Rubalcaba amenazó con aplicar el Código Penal Militar. La Fiscalía imputó un delito de sedición a más de 400 trabajadores aéreos entre los aplausos de júbilo de la bancada izquierda. El mismo delito de sedición iba a servir de pretexto nueve años después para encarcelar a los independentistas catalanes por haber convocado un referéndum. No quiero ser suspicaz, pero en plena disputa contra los controladores, Zapatero anunció un lote de recortes que afectaba al subsidio por desempleo y privatizaba un 30% de Loterías y el 49% de Aeropuertos Españoles.

El tiempo pasó y la mayoría de tribunales terciaron a favor de los controladores. Un juez de Santiago de Compostela dictaminó que Aena había incurrido en un abuso laboral y que el cierre del espacio aéreo solo era imputable a las autoridades aeroportuarias.
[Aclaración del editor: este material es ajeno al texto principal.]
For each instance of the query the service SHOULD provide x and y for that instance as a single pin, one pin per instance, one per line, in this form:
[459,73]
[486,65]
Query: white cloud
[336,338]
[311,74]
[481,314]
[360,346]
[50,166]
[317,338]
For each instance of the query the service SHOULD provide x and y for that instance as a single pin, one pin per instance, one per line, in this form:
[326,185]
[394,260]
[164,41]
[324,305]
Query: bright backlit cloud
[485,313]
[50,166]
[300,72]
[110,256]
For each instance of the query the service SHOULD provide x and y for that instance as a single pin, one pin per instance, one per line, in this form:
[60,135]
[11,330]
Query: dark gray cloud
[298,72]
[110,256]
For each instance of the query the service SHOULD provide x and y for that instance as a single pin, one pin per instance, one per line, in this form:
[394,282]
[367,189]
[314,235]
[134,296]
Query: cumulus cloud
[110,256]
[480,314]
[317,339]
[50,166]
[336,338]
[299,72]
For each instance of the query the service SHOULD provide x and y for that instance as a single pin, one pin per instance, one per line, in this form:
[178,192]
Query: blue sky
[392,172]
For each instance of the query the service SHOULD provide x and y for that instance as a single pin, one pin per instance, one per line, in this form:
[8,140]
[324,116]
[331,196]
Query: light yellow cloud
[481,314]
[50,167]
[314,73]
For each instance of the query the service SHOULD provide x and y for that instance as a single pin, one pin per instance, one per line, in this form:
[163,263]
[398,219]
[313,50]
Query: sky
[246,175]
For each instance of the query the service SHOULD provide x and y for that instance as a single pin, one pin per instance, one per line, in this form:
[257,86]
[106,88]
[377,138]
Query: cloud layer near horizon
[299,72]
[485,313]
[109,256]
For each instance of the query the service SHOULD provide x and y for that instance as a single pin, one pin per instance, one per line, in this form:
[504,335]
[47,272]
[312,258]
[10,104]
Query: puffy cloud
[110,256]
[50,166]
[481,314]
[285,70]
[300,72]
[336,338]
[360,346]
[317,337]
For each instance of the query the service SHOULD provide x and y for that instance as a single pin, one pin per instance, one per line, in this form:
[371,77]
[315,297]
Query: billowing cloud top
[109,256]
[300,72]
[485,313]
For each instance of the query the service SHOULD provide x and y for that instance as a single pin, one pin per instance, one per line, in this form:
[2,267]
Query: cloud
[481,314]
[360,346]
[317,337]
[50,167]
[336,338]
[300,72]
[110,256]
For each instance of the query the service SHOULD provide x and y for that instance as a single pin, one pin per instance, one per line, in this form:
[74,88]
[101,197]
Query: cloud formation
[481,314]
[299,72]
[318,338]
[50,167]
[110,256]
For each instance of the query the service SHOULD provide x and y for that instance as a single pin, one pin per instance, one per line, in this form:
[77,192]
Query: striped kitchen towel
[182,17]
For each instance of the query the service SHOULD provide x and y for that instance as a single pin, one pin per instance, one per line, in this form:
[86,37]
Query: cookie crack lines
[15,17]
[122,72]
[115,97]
Los juzgados de instrucción fueron archivando las causas. El tiempo ha demostrado que la escandalera de aquellos días, celebrada por el Gobierno y la prensa, sirvió para esconder una mala gestión pública y para silenciar el debate de los recortes y los derechos laborales bajo la mordaza del autoritarismo. Doctrina del shock de manual con la grada izquierda haciendo la ola.

Ha llegado el covid-19 y ha llegado el segundo estado de alarma, de nuevo con un presidente del PSOE en la Moncloa. Que hacen falta medidas excepcionales queda fuera de toda duda. A estas alturas de la pandemia todo el mundo ha comprendido la necesidad del confinamiento. Sin embargo, también hemos visto decisiones políticas cuestionables. Y una vez más, igual que en la crisis de controladores, aparece la adhesión entusiasta de un sector numeroso de la izquierda que no admite disidencias.

Dos semanas después del decreto del Gobierno seguimos preguntándonos por qué se ha suspendido la autoridad autonómica. Nos preguntamos por qué han dejado todos los cuerpos policiales en manos del ministro que miraba hacia otro lado mientras torturaban a ciudadanos vascos en las comisarías. Nos preguntamos a qué obedece el protagonismo de las Fuerzas Armadas en mitad de una crisis sanitaria. Por qué tenemos militares luciendo palmito en tareas civiles que ya desempeñan nuestros servidores públicos. Por qué demonios nos endosan cada mañana el parte militar de un Jemad que lleva la pechera petada de medallas, que fantasea con una guerra, que nos ve como soldados y que cree que los domingos son lunes.

Nos gustaría saber por qué no se han confinado los focos de contagio como se ha hecho en China. Por qué no se han paralizado los sectores económicos no esenciales como se ha hecho en Italia. Qué sentido tiene permanecer encerrados en nuestros hogares durante el fin de semana si el lunes por la mañana los autobuses y los pabellones industriales se llenan de trabajadores hacinados y condenados al contagio. Y sobre todo, nos preguntamos por qué es imposible formular estas dudas sin que arrecie un chaparrón indignado y un dedo acusador. Que si no es momento de críticas. Que si la unidad de todos los españoles.

Cuando se impone el shock colectivo, gobierna el miedo y renunciamos a nuestros derechos más elementales. Salimos al balcón a delatar al vecino. Jaleamos los abusos policiales. Y la clase dirigente aprovecha el desconcierto para colarnos su medicina. Las privatizaciones y los recortes durante la crisis de los controladores. Los mangoneos sauditas de los borbones durante la crisis del coronavirus. Todo ello aderezado con uniformes de camuflaje y un indiscutible fervor patriótico. Viva Felipe VI, primer soldado de España, que diría el Jemad. Curioso estado de alarma donde nos alarma un virus y nos alarma también el Estado.